Overlapping Community Detection Optimization and Nash Equilibrium
This work addresses the challenge of finding optimal community structures in social networks, which is incremental as it builds on existing modularity optimization methods.
The paper tackles the NP-complete problem of community detection in graphs by introducing a new algorithm that uses a potential function to optimize solutions and ensure they reach a Nash Equilibrium, successfully demonstrating its effectiveness on real datasets of various types and sizes.
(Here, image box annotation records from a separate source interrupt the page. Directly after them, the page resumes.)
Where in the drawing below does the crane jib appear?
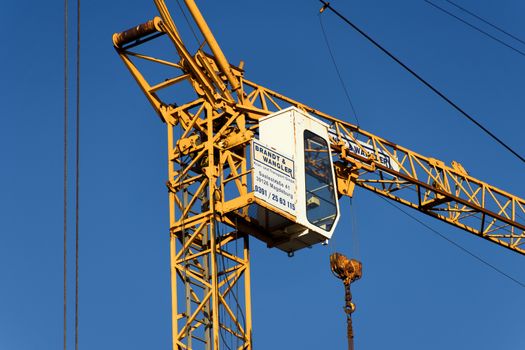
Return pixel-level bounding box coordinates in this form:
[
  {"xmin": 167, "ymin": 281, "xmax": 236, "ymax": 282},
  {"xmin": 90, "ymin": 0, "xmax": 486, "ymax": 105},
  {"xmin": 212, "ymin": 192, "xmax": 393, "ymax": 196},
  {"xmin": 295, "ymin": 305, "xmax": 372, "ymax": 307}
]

Community detection using both graphs and social networks is the focus of many algorithms. Recent methods aimed at optimizing the so-called modularity function proceed by maximizing relations within communities while minimizing inter-community relations. However, given the NP-completeness of the problem, these algorithms are heuristics that do not guarantee an optimum. In this paper, we introduce a new algorithm along with a function that takes an approximate solution and modifies it in order to reach an optimum. This reassignment function is considered a 'potential function' and becomes a necessary condition to asserting that the computed optimum is indeed a Nash Equilibrium. We also use this function to simultaneously show partitioning and overlapping communities, two detection and visualization modes of great value in revealing interesting features of a social network. Our approach is successfully illustrated through several experiments on either real unipartite, multipartite or directed graphs of medium and large-sized datasets.